Von Pauschalurteilen hält die 34-jährige Germanistin gar nichts: „Hier gibt es die Nobelboutiquen auf der Kö, aber eben auch eine rustikale Kneipenlandschaft. Es gibt Hochkultur und Brauchtum, und nicht zu vergessen: die Literatur- und Wissenschaftsstadt.“

Torsten Hiermann (40), geboren in Duisburg, war von 1996 bis 2008 Sprecher des Flughafens, bevor er Kommunikationschef der DVG-Holding in Duisburg wurde. Er meint: „Das Klischee wird von den Düsseldorfern selbst liebevoll gepflegt.

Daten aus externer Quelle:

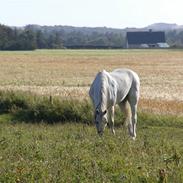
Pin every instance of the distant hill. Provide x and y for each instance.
(58, 37)
(164, 26)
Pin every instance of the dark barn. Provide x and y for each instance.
(146, 39)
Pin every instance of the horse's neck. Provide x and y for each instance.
(104, 93)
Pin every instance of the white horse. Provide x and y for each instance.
(122, 87)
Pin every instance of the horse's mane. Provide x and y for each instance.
(103, 90)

Und unter Marketingaspekten gilt: Hauptsache, eine Stadt hat überhaupt ein Image und sorgt für Gesprächsstoff, und das tut Düsseldorf im Gegensatz zu vielen anderen ähnlich großen Städten.“

Wer aus dem Umland auf die Kö komme, kleide sich schon besonders schick, „samstags ist das ein großes Schaulaufen. Und auf den Terrassen der Kö-Cafés geht es nicht um den Kaffee.“ Alles in allem: „Eine schöne Stadt, auf die man stolz sein kann.“

Düsseldorf ist im Ausland unbekannt, sagt Werner Lippert, der Chef des NRW-Forums. „Aber wenn ich in New York oder Los Angeles erzähle, dass ich aus der Stadt von Andreas Gursky und Kraftwerk komme, wissen alle Bescheid.“

Lippert hat viele internationale Größen in die Stadt geholt. „Die Stadt kommt bei internationalen Gästen gut an, weil sie schick, ruhig und grün ist.“ Das Schicki-Image ist in Lipperts Augen eine innerdeutsche Angelegenheit, und daran sei vor allem Düsseldorf selbst schuld.

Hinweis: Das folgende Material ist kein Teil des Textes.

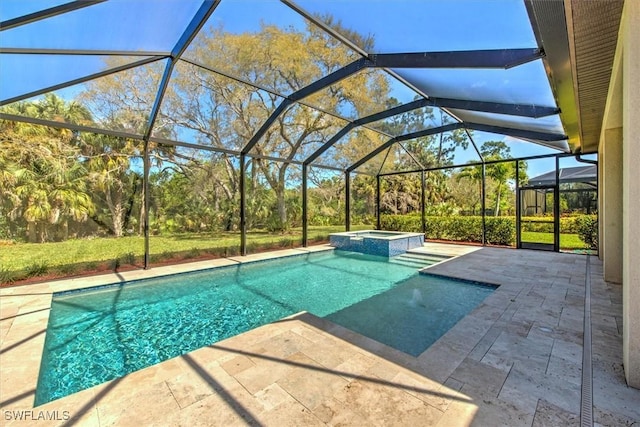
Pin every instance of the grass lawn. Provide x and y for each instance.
(567, 241)
(82, 254)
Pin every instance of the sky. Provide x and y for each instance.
(397, 26)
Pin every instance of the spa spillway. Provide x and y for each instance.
(374, 242)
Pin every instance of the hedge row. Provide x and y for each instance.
(499, 230)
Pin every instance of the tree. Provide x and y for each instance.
(225, 113)
(43, 183)
(499, 172)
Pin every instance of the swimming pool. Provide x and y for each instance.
(101, 334)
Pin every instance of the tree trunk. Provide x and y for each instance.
(498, 193)
(117, 211)
(32, 232)
(282, 207)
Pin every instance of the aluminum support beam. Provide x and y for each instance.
(80, 52)
(46, 13)
(518, 207)
(347, 201)
(484, 204)
(243, 205)
(368, 119)
(522, 110)
(378, 219)
(314, 87)
(305, 213)
(497, 58)
(517, 133)
(423, 202)
(413, 135)
(199, 19)
(80, 80)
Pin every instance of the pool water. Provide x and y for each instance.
(98, 335)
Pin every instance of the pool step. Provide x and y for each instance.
(417, 260)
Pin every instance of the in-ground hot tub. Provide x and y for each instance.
(374, 242)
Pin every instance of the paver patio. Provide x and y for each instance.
(516, 360)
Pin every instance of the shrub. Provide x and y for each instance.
(7, 276)
(587, 229)
(37, 269)
(499, 230)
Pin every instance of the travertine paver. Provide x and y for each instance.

„Der Vorwurf, hier taperten nur hochgeföhnte Millionsärsgattinnen über die Kö, ist ein typisches Neidphänomen. Aber ich frage mich, ob wir nicht nur hören, was wir selbst in die Köpfe geben. Wer vermutlich aus Minderwertigkeitsgefühlen stets betont, er habe überall das größte und tollste — größte Kirmes, Messe, Kö, überhaupt alles —, der muss sich nicht wundern, wenn er dies gespiegelt bekommt. Das Geprotze ist überflüssig.“

„Wenn ich Besuch aus Hannover habe und wir in den Supermarkt gehen, werde ich oft gefragt: „Laufen die hier immer so herum“, erzählt der Intendant der Tonhalle, Michael Becker, der aus Hannover stammt. Düsseldorf ist schickimicki, das sei nicht zu leugnen.

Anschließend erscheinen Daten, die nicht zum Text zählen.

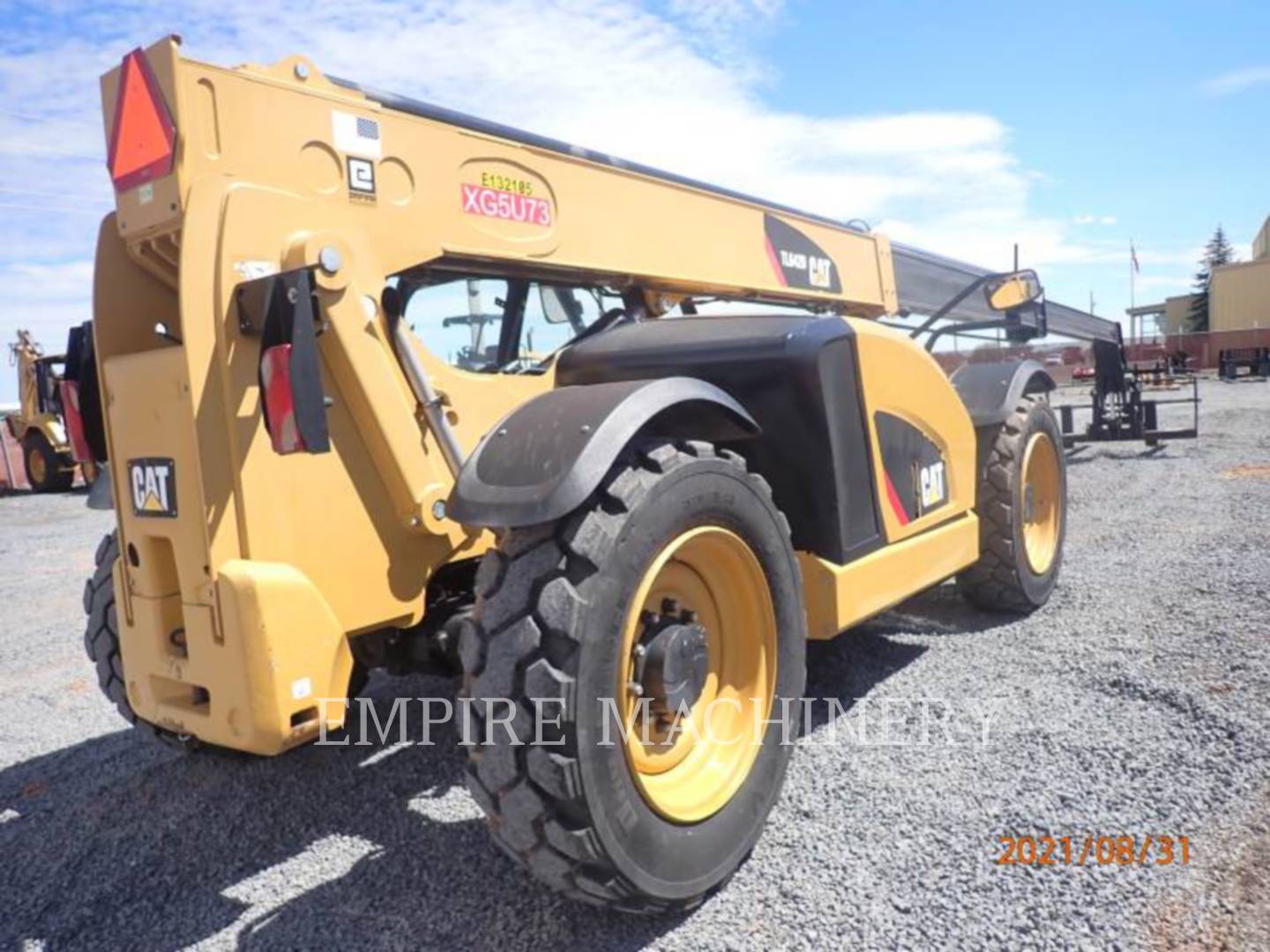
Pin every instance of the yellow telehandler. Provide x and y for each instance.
(609, 507)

Und es färbt anscheinend ab. Becker gibt zu: „Ich würde in Düsseldorf nicht mehr in denselben Klamotten einkaufen gehen, die ich in Hannover getragen habe.“ Ein Nachteil sei das aber nicht.

„Man ist sich hier seiner selbst bewusst.“ Und betont das durch teure Autos? „Die Mercedes-Reihen, die ich täglich im Stau stehen sehe, gehören Managern, die hierher kommen, weil ihnen ihr Vertrag einen edlen Dienstwagen zusichert. Das hat wenig mit der Stadt zu tun“, glaubt Becker.